"Unusually cohesive for an edited volume, this book brings the latest scientific research in forensic psychology to bear on some of the major controversies currently confronting the justice system. The authors describe myths and misconceptions about behavior in forensic contexts, detail the research that debunks those myths, and identify gaps in our existing knowledge. Providing a well-written and concise overview of many important research areas in both clinical and experimental forensic psychology, the book would be an excellent text for an upper-level undergraduate seminar or capstone course in forensic psychology, or for a graduate proseminar. It is also a valuable resource for practitioners and scholars who seek to understand what psychological science has to contribute to ongoing debates at the intersection of psychology and law."--Margaret Bull Kovera, PhD, Department of Psychology, John Jay College of Criminal Justice, City University of New York
"Outstanding. Skeem et al. present essential information in areas ranging from eyewitness testimony and memory bias to interviewing, interrogation, criminal profiling, and polygraphy. The contributors are top experts in the field whose chapters are comprehensive and scholarly, but also accessible and engaging to read. Discussions of key controversies, myths, and misconceptions--alongside coverage of established facts and knowledge gaps--bring an intriguing spice to the mix. Forensic psychologists will find this volume indispensable. Its content and accessibility also make it a superb choice as a text for courses in law and psychology."--Christopher J. Patrick, PhD, Hathaway Distinguished Professor and Director of Clinical Training, Department of Psychology, University of Minnesota
About the Author
Jennifer L. Skeem, PhD, is Associate Professor of Psychology and Social Behavior at the University of California, Irvine, where she is also a member of the MacArthur Research Network on Mandated Community Treatment, the Center for Psychology and Law, and the Center for Evidence-Based Corrections. Dr. Skeem conducts research on such topics as psychopathic personality disorder, violence risks, and psychiatric treatment outcomes of offenders. She is a recipient of the Saleem Shah Award for Early Career Excellence in Psychology and Law, awarded jointly by the American Psychology-Law Society (Division 41 of the American Psychological Association) and the American Academy of Forensic Psychology.

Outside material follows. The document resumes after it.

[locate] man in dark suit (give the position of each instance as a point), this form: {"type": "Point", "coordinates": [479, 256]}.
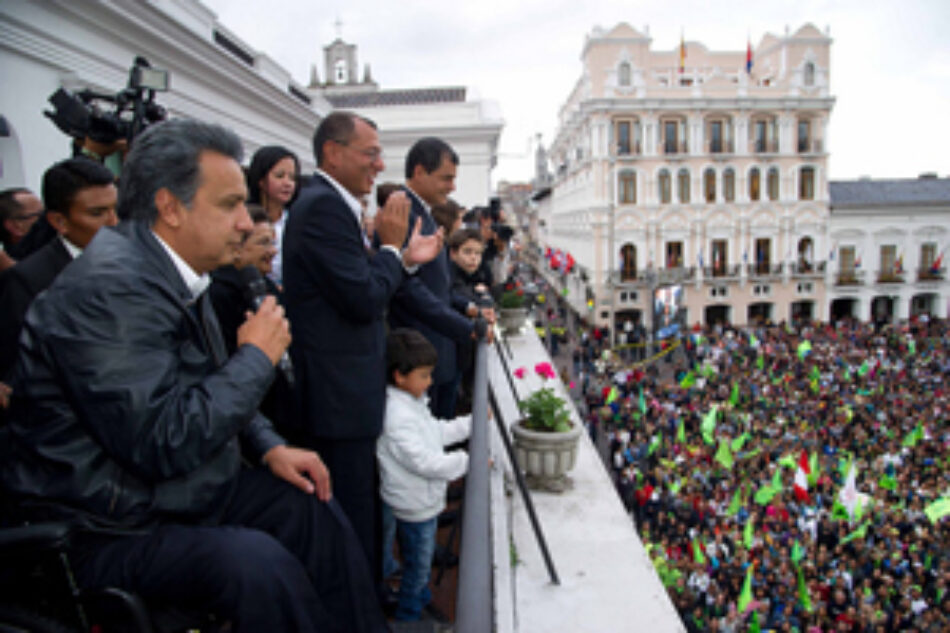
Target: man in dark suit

Kevin S. Douglas, LLB, PhD, is Associate Professor and Coordinator of the Law and Forensic Psychology Program in the Department of Psychology, Simon Fraser University, Canada. He conducts research on forensic assessment and violence, with a specific focus on violence risk assessment. Dr. Douglas is a Michael Smith Foundation for Health Research Career Scholar and a recipient of the Saleem Shah Award for Early Career Excellence in Psychology and Law.
Scott O. Lilienfeld, PhD, is Professor of Psychology at Emory University. His research focuses on the causes of personality disorders, particularly psychopathic personality; psychiatric classification and diagnosis; and evidence-based practice in clinical psychology. Dr. Lilienfeld is a fellow of the American Psychological Society and a recipient of the David Shakow Early Career Award from Division 12 (Clinical Psychology) of the American Psychological Association. He is editor of the Scientific Review of Mental Health Practice.